Specifically, they were interested in gathering more data about the associations between this type of intervention and all-cause mortality rates.

This kind of information, they say, had not been reliably available before, because previous studies were unable to compare the data for patients of bariatric surgery with those of individuals who had opted for nonsurgical interventions.

“This study is unique in that it is demonstrates lower rates of all-cause mortality during up to 11 years of follow-up compared to non-surgical patients,” Reges told Medical News Today.

“The present study has the largest aggregation of patients undergoing the three popular types of bariatric procedures,” she added, noting that the research team was “somewhat surprised to see how similar the impact on mortality was for all three types of surgery.”

Reges and her team, however, warn that their study is observational, so it is difficult to infer a direct causal relationship between bariatric surgery and lower death rates. The findings, they say, could be influenced by a range of different factors that the researchers were unable to control.

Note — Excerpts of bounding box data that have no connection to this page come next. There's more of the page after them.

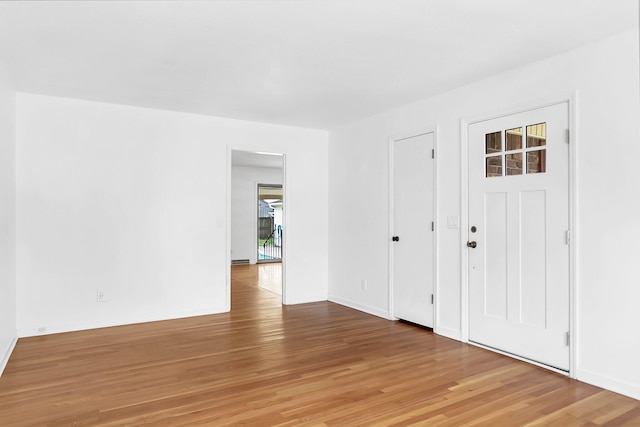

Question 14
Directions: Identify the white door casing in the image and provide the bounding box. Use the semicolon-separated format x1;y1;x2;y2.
390;132;435;327
467;103;570;371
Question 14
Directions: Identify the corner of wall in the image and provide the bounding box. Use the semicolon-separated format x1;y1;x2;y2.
0;59;17;375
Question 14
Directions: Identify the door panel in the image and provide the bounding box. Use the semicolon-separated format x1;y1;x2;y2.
468;103;569;370
392;133;434;327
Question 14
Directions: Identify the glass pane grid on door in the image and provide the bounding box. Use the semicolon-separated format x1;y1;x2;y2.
484;123;547;178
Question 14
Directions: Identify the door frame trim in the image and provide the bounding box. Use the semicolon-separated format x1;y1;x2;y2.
387;125;439;333
460;91;579;378
224;149;289;312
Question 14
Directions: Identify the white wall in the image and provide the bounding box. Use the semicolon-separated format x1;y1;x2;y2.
329;27;640;398
0;59;17;374
17;93;327;336
231;165;283;264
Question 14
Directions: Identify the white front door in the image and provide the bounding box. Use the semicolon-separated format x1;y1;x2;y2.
392;133;435;327
468;103;569;370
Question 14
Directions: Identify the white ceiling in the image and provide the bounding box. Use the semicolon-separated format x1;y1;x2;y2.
0;0;638;129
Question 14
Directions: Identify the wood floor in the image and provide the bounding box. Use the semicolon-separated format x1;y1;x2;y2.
0;266;640;427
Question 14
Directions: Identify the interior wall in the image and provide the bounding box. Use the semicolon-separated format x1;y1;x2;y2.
16;93;327;336
231;165;286;264
0;59;17;374
329;30;640;398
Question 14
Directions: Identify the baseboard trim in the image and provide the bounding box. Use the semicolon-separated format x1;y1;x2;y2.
576;368;640;400
433;325;462;341
329;296;395;320
0;337;18;376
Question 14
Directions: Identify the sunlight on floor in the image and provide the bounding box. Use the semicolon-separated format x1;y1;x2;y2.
258;262;282;295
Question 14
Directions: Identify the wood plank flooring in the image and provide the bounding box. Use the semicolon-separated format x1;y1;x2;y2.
0;266;640;427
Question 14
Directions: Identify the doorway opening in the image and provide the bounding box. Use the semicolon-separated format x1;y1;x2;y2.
227;150;286;308
257;184;283;263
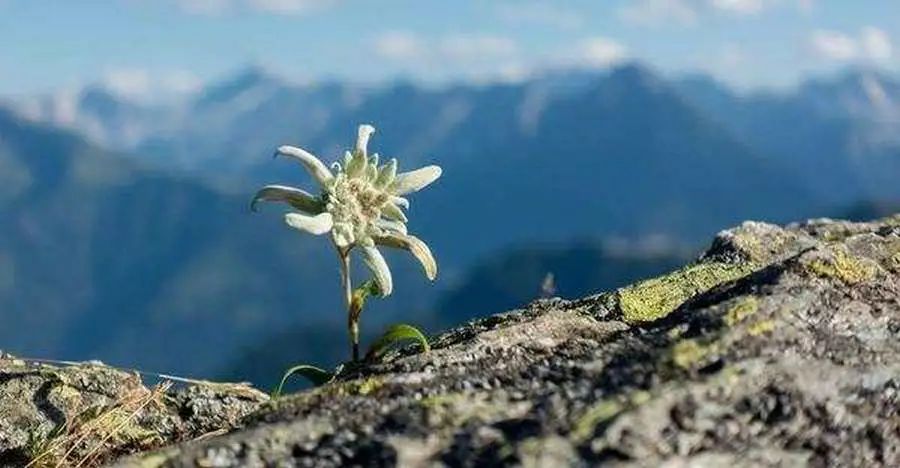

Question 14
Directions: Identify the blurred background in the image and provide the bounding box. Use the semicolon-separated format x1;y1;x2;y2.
0;0;900;385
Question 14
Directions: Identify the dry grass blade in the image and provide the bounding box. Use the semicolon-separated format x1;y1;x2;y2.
26;382;172;468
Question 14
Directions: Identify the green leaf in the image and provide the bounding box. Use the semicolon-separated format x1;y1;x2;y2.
366;323;431;361
350;280;381;317
272;364;334;398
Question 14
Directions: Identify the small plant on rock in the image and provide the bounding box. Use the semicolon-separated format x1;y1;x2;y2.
251;125;441;394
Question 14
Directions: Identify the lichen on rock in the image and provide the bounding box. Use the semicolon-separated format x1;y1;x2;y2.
7;218;900;467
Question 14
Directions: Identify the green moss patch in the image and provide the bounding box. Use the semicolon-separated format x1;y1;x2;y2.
747;320;775;336
725;296;759;327
617;262;755;323
807;248;878;284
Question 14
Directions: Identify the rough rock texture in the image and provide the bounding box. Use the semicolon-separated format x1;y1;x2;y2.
0;353;268;467
10;217;900;467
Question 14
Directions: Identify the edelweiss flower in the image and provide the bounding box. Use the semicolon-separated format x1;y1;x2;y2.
251;125;441;296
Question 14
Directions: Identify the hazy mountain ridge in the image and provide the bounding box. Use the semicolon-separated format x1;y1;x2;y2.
0;65;900;384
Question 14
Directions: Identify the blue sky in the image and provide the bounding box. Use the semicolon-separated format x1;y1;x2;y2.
0;0;900;96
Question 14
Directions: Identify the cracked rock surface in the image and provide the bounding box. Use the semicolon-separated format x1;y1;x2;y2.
7;217;900;467
0;353;268;467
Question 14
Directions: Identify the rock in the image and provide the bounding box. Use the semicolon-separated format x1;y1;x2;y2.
0;353;268;467
14;217;900;467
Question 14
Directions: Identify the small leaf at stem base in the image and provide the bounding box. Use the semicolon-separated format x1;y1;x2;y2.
366;323;431;361
272;364;335;398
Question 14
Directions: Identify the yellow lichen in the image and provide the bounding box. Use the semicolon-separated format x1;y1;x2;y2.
570;399;625;443
672;339;715;369
747;320;775;336
569;390;653;443
807;248;878;284
725;296;759;327
617;262;755;323
421;393;532;427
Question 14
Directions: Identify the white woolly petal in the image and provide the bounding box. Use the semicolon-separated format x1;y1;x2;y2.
391;166;441;195
375;234;437;281
375;219;407;234
347;151;368;177
375;159;397;188
250;185;322;214
275;145;334;185
356;125;375;157
284;213;334;236
381;202;409;223
389;195;409;210
366;164;378;182
362;247;394;296
331;223;356;248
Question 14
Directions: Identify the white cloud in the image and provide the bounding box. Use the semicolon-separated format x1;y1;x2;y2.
809;26;894;63
372;31;518;63
618;0;815;26
618;0;697;26
810;30;859;61
859;26;894;62
497;2;584;30
174;0;338;15
372;31;426;61
711;0;775;15
101;68;203;100
437;34;517;61
576;37;628;68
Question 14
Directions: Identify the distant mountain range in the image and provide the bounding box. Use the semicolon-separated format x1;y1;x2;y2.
0;64;900;384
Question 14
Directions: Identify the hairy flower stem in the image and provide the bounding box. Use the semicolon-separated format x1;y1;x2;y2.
337;247;360;361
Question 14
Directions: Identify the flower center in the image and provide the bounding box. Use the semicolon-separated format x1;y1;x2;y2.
325;173;388;242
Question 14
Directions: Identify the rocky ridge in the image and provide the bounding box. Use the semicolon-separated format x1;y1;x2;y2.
0;216;900;467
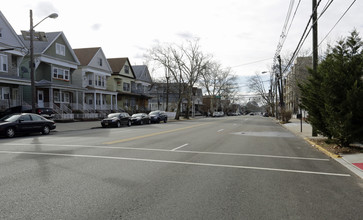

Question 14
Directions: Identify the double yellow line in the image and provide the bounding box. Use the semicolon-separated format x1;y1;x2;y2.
103;122;214;144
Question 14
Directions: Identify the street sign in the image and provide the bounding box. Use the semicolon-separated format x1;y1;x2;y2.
21;31;48;41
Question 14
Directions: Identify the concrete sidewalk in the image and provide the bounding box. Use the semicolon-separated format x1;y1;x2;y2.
282;119;363;179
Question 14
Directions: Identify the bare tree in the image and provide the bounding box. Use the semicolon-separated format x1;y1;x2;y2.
248;72;275;115
199;61;238;113
148;40;209;119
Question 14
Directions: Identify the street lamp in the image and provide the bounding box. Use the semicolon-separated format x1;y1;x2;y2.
29;10;58;113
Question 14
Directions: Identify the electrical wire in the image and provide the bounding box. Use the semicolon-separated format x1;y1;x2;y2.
230;58;272;68
318;0;357;47
273;0;301;63
282;0;321;75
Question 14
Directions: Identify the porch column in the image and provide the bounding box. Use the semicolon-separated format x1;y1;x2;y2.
76;91;79;110
93;92;97;110
100;93;103;110
110;94;113;110
82;91;86;111
49;87;54;108
115;94;118;110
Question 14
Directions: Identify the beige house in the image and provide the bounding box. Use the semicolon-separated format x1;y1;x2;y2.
72;47;117;113
107;57;140;113
284;57;313;114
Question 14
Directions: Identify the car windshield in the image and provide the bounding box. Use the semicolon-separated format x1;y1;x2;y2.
0;115;21;122
107;113;120;118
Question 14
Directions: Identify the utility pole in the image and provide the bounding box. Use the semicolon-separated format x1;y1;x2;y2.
312;0;318;137
165;68;170;112
29;10;37;113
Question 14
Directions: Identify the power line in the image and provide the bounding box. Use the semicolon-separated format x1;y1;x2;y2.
318;0;357;46
282;0;321;74
230;58;272;68
273;0;301;63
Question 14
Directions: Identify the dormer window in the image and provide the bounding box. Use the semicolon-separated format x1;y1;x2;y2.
55;43;66;56
0;54;8;72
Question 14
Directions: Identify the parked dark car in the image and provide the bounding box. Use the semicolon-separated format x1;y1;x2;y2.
25;108;55;119
0;105;55;119
131;113;151;125
0;113;56;138
0;105;31;118
149;111;168;123
101;112;131;128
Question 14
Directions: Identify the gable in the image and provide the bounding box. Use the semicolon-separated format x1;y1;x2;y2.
43;34;79;63
132;65;152;83
89;48;112;73
107;58;136;79
0;11;25;53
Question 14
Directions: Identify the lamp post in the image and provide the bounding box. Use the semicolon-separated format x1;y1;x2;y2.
29;10;58;113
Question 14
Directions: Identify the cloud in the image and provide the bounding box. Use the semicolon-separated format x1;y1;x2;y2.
91;24;102;31
35;1;58;17
176;31;197;40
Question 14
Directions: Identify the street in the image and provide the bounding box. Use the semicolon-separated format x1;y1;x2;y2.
0;116;363;219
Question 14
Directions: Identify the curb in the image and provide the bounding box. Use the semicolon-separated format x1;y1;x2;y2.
304;138;342;159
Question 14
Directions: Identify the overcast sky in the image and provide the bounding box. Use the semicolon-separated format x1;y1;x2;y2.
0;0;363;93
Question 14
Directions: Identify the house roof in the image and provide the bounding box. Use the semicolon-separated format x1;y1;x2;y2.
0;11;25;56
19;31;79;64
132;65;152;83
73;47;101;66
107;57;128;73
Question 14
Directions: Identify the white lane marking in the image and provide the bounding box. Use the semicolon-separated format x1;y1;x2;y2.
171;144;189;151
0;151;350;177
7;143;329;161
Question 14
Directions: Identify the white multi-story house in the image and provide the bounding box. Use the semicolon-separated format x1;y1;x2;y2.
72;47;117;113
0;11;30;111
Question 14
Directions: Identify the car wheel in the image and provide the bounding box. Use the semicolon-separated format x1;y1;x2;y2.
42;125;50;134
5;128;15;138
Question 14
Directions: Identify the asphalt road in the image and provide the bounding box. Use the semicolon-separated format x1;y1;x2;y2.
0;116;363;219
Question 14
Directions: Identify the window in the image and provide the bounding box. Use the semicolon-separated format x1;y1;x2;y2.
97;76;101;86
88;75;93;86
0;87;10;100
19;115;32;121
123;83;130;91
55;43;66;56
53;91;70;103
32;115;44;121
53;91;60;103
64;70;69;81
53;67;69;81
0;54;8;72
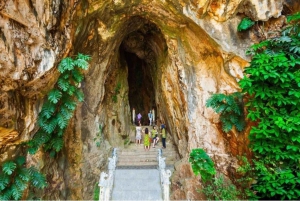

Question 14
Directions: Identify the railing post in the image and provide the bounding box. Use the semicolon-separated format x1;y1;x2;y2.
157;149;172;201
99;148;117;201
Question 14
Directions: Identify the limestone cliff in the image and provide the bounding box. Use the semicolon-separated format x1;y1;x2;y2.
0;0;300;199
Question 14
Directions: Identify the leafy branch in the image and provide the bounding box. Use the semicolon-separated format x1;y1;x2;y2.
239;12;300;200
0;54;90;200
206;92;246;132
28;54;90;156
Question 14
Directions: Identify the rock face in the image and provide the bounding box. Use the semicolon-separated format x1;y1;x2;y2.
0;0;299;199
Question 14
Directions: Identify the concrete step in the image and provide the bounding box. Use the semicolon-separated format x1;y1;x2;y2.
112;169;162;200
117;161;158;168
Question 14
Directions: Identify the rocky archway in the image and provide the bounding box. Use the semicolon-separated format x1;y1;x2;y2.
68;3;233;199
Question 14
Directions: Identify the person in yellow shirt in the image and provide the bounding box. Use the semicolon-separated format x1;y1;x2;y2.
151;126;159;148
160;124;167;149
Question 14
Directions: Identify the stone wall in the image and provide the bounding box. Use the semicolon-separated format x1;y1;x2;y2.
0;0;299;199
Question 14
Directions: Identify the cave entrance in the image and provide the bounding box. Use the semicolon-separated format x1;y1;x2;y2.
120;20;166;125
124;52;156;125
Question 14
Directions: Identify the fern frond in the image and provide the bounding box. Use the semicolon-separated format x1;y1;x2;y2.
14;177;27;192
215;104;228;114
58;57;74;73
42;116;58;134
57;113;68;129
11;184;23;200
229;115;238;125
60;106;73;120
235;117;246;132
67;85;78;96
287;12;300;22
57;77;70;91
72;69;83;83
57;129;65;137
16;156;26;166
48;89;62;104
2;161;17;175
40;101;55;119
0;173;10;191
0;188;12;200
74;89;84;102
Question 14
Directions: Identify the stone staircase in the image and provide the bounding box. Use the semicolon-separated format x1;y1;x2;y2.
112;131;178;200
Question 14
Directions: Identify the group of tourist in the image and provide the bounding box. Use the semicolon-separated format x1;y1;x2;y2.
135;123;166;151
132;108;155;126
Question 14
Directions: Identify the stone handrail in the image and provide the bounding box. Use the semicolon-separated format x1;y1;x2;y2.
98;148;117;201
157;149;172;201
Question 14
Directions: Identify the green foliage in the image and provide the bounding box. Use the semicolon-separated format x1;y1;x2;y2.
2;161;17;175
28;54;90;156
238;17;255;31
94;182;100;200
189;149;240;200
0;156;47;200
189;149;216;182
112;83;121;103
239;13;300;200
202;175;240;200
206;92;246;132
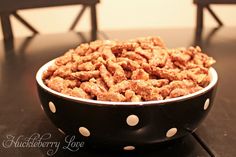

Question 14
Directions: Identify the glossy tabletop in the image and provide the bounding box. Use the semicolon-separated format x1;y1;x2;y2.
0;27;236;157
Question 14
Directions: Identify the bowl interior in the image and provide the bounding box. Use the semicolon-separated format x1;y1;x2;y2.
36;60;218;105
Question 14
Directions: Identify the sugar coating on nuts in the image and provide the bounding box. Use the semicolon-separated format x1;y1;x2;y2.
43;37;215;102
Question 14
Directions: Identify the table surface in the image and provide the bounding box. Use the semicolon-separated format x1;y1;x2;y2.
0;27;236;157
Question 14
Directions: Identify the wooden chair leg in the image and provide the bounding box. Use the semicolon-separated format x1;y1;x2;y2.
90;4;98;40
196;4;204;32
206;5;223;26
1;13;13;40
12;12;39;34
70;5;87;31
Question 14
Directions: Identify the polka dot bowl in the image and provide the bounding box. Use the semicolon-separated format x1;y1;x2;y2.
36;61;218;150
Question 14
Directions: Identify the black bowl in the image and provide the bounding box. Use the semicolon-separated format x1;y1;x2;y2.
36;60;218;150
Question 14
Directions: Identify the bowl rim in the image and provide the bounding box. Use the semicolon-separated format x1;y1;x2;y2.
36;59;218;106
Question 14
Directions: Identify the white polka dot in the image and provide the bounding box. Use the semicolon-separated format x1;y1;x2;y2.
58;128;65;135
203;98;210;110
166;128;177;138
123;146;135;150
48;101;56;113
126;114;139;126
40;105;44;111
79;127;90;137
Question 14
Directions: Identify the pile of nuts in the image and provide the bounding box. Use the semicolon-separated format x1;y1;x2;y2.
43;37;215;102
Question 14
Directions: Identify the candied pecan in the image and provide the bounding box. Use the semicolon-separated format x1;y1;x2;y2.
117;57;140;71
109;80;132;93
131;69;149;80
71;70;100;81
121;51;147;64
131;80;163;100
107;60;126;83
125;90;142;102
169;88;189;98
80;82;106;96
97;92;126;102
75;43;89;56
148;48;169;67
99;64;114;88
55;49;74;66
134;47;153;60
42;64;59;80
148;79;169;88
42;37;215;102
45;76;77;92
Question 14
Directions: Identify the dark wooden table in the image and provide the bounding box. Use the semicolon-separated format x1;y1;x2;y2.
0;28;236;157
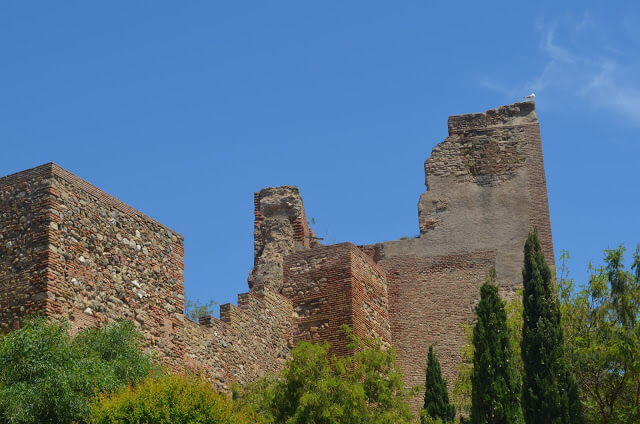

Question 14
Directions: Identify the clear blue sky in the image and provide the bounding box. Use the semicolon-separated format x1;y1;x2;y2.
0;1;640;310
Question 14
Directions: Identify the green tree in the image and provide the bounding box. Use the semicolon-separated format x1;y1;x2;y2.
560;246;640;424
0;318;153;424
235;326;413;424
89;375;255;424
422;346;456;423
521;230;582;424
453;288;524;421
184;298;218;321
471;270;523;424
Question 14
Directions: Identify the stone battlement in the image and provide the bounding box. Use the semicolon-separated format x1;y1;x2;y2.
0;102;554;408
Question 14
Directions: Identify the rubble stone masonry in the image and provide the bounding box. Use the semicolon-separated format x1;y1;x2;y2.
0;102;554;408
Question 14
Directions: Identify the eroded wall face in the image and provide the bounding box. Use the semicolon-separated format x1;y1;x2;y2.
0;164;293;390
376;102;554;410
0;169;51;333
179;291;293;391
248;186;319;293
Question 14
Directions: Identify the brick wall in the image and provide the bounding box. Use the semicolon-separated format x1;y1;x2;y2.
0;164;293;389
0;166;51;333
380;251;495;410
282;243;390;355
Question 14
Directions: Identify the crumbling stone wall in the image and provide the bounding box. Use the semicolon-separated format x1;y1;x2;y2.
179;291;293;391
248;186;319;293
0;102;554;414
0;164;293;389
364;102;554;407
0;166;50;333
383;251;496;410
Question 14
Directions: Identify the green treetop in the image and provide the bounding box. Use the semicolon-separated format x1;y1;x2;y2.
423;346;456;423
471;270;523;424
521;230;582;424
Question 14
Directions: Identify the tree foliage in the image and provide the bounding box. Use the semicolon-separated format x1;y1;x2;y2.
90;375;255;424
422;346;456;423
471;270;523;424
561;246;640;424
521;230;582;424
0;318;153;424
235;329;413;424
184;298;218;321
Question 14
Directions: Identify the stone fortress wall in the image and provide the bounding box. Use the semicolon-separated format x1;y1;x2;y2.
0;102;554;408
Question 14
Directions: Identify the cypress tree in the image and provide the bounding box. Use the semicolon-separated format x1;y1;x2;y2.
521;230;583;424
471;269;523;424
423;346;456;423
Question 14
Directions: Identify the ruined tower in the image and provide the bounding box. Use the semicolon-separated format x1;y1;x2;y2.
0;102;554;408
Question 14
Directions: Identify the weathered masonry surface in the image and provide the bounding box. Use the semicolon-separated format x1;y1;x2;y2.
0;102;554;407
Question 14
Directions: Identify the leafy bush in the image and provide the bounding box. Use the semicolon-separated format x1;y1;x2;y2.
560;246;640;424
90;375;259;424
421;345;456;424
0;318;152;424
236;328;414;424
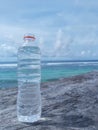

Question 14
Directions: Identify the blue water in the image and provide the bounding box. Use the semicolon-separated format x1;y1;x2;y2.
0;60;98;87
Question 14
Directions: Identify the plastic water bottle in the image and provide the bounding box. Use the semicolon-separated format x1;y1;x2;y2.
17;34;41;122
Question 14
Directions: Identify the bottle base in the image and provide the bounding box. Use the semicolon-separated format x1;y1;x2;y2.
18;114;40;123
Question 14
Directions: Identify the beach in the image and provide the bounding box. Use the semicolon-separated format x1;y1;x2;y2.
0;71;98;130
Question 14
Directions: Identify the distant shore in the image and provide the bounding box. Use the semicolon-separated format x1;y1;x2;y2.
0;71;98;130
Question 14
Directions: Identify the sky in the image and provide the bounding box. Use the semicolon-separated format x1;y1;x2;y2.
0;0;98;61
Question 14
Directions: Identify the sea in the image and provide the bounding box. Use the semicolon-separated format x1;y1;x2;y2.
0;60;98;88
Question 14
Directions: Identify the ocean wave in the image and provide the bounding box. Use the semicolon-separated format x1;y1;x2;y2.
0;64;17;67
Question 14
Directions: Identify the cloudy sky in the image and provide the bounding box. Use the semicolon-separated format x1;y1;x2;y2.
0;0;98;61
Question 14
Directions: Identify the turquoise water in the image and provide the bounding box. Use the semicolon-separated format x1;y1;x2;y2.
0;61;98;87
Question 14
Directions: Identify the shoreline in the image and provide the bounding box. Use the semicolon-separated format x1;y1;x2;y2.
0;71;98;130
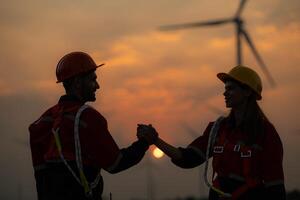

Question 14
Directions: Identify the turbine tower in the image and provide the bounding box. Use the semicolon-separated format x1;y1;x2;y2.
160;0;275;87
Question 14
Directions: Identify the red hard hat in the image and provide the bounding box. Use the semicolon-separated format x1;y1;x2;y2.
56;52;104;83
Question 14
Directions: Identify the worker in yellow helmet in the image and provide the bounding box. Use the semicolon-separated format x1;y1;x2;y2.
29;52;157;200
138;66;285;200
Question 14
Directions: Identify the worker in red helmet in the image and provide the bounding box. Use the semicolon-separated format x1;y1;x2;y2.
29;52;157;200
138;66;285;200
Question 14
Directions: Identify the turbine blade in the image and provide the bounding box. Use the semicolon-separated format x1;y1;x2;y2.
159;18;233;31
241;29;276;87
235;0;247;17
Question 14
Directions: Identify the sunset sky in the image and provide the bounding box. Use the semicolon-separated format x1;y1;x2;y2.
0;0;300;200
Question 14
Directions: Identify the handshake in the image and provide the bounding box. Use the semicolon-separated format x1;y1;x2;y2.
136;124;158;145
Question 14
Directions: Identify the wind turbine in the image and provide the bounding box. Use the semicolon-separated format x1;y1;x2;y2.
160;0;276;87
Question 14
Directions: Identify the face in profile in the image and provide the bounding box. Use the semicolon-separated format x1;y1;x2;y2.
223;80;251;108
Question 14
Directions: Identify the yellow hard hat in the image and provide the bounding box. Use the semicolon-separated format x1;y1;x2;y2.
217;65;262;100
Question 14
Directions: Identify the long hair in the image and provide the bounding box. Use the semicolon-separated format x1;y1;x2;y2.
226;86;269;145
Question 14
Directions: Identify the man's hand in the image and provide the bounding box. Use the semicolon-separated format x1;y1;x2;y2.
136;124;158;145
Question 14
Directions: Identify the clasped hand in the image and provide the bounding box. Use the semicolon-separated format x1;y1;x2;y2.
136;124;158;145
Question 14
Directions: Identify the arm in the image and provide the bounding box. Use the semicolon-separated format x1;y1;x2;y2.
155;138;205;169
106;139;149;174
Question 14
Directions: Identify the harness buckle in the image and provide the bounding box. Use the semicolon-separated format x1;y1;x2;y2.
241;150;251;158
233;144;241;152
214;146;224;153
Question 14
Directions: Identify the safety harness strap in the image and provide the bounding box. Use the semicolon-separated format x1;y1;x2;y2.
203;116;231;198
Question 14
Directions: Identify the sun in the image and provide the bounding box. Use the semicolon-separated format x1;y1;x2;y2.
152;147;164;158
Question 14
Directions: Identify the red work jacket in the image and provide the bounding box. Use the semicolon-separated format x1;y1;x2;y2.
29;97;120;169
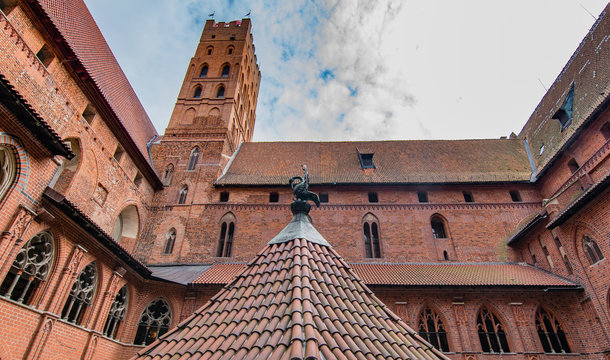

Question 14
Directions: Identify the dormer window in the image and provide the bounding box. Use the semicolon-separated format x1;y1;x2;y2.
358;151;375;169
553;83;574;131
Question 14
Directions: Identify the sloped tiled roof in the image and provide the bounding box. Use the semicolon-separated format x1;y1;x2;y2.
193;263;578;287
30;0;157;160
134;217;447;360
216;139;531;185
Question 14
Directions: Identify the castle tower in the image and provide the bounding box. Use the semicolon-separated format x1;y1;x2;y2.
165;19;261;156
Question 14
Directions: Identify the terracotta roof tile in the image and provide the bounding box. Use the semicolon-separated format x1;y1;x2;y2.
134;225;447;360
193;263;578;288
36;0;157;160
216;139;531;186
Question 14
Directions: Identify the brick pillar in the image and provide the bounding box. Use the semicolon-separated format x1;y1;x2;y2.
452;301;473;352
47;245;87;316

Other limitations include “group imbalance” created by matching the participants based on their age, sex, BMI, and an existing diagnosis of diabetes.

Nevertheless, the authors conclude that their study will enrich the existing resources addressing the health outcomes of various obesity treatments. They write:

The evidence of [the] association [between bariatric surgery and lower all-cause death rates] adds to the limited literature describing beneficial outcomes of these three types of bariatric surgery compared with usual care obesity management.”

Following these “reassuring results,” Reges told MNT, the team plan to “study in depth each specific outcome and population subgroup to reach further insights and inform local and global policy.”